While reciting excerpts from her collection at the Toronto Palestine Film Festival in late September, she masterfully goes from describing the beauty of Amman, her hometown, to the grief of losing Palestine, her homeland. Her poetry — alive and nimble — responds to global events, scholars, her own inner world and even teachers she’s received grammar lessons from.
In conversation with herself and one of her favorite poets, she notes that the title of her latest collection is taken from the last lines of a poem she wrote in 2022 titled “Letter to June Jordan.” The final lines speculate about a life worth living as a result of taking poetry to a protest, but only after Tuffaha first crystallizes the relationship between violence in the heart of the American empire and its spillage abroad. She writes, “In Gaza we’re watching Ferguson and in Atlanta we’re watching Jerusalem watching Minneapolis […]. Their weapons and their training programs indistinguishable.”
The constellation she is weaving — of voices, of resistance, of living — becomes even clearer as the event continues. Painfully aware of the infinity loop between imperialism and capitalism, she invokes yet another scholar. “To be self-evident,” inspired by Edward Said, delivers a cutting verse — “every empire seems invincible/as its borders submerge, its manicured hillsides/incinerate between guaranteed/next-day deliveries.” Invincibility banked on capital, the poem posits, amounts to nothing when the land seemingly raises its own rebellion against the all-consuming empire.
As Tuffaha transitions into her next reading, she shifts her focus from imperialism’s physical destruction to its linguistic counterpart.
Before reciting “Fragments from a Sudden Crescendo,” Tuffaha paused and added, “A lot of the time, poetry is my polite place where I go to attack the language of journalism…because it is so devoid of humanity.”
The poem, she explained, was written in 2021 when Israeli troops were attacking Sheikh Jarrah in Jerusalem and launched an attack on Al Aqsa Mosque.
At the time, Tuffaha had read a news headline that described the military assault as “a sudden crescendo of violence.” It was ironic, she said, how the media had used a musical term to describe a heinous act of cultural annihilation.
Perhaps more fitting is a line from the poem, “Museumed graves/intone a call to prayer/for the living.”
In many ways, Tuffaha is shocked by the truth in her words. Many of her poems describing pain, loss, grief and violence in Gaza and the West Bank were written before Oct. 7, 2023 — a date she says many media outlets insist on using to mark the start of the conflict, as opposed to acknowledging the years of preceding oppression. And yet, when faced with the atrocities of the past year, she can’t help but notice how her own words “haunt” her, almost as though they were omens of what’s to come.
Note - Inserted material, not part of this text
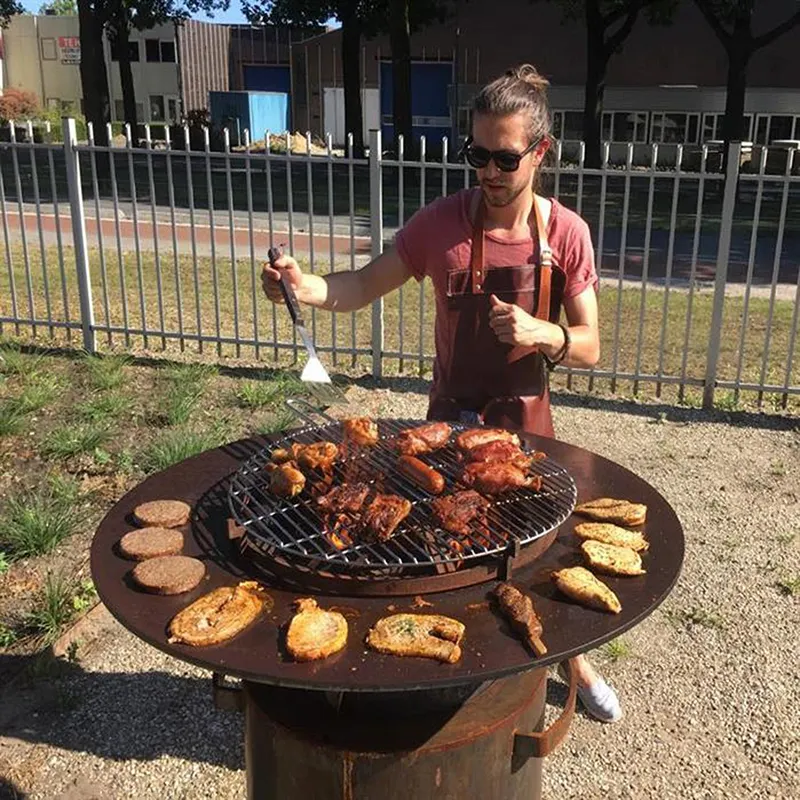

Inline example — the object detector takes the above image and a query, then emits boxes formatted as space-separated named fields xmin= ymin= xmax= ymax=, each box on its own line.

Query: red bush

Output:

She ends her talk with a poem that she admits she often stumbles when reciting, it is a poem she has written just for herself.
“Love is also the father who plants an olive tree for every newborn, trusting they will grow up to harvest it,” she recited.
Her voice echoes in the room, “Love is the children we carry at the protest.”
A pause. And then, as though swallowing tears she lets out: “our people have taught me a million ways to love.”
There is indeed something about living that prompts the scrutiny of our circumstances — of language, power, oppression and our place in this imperial web of bullets and protests. But even more so, this something is the enduring ability to show up, to resist, to mourn, to identify injustice and to build community — just as Tuffaha has done across her poetry.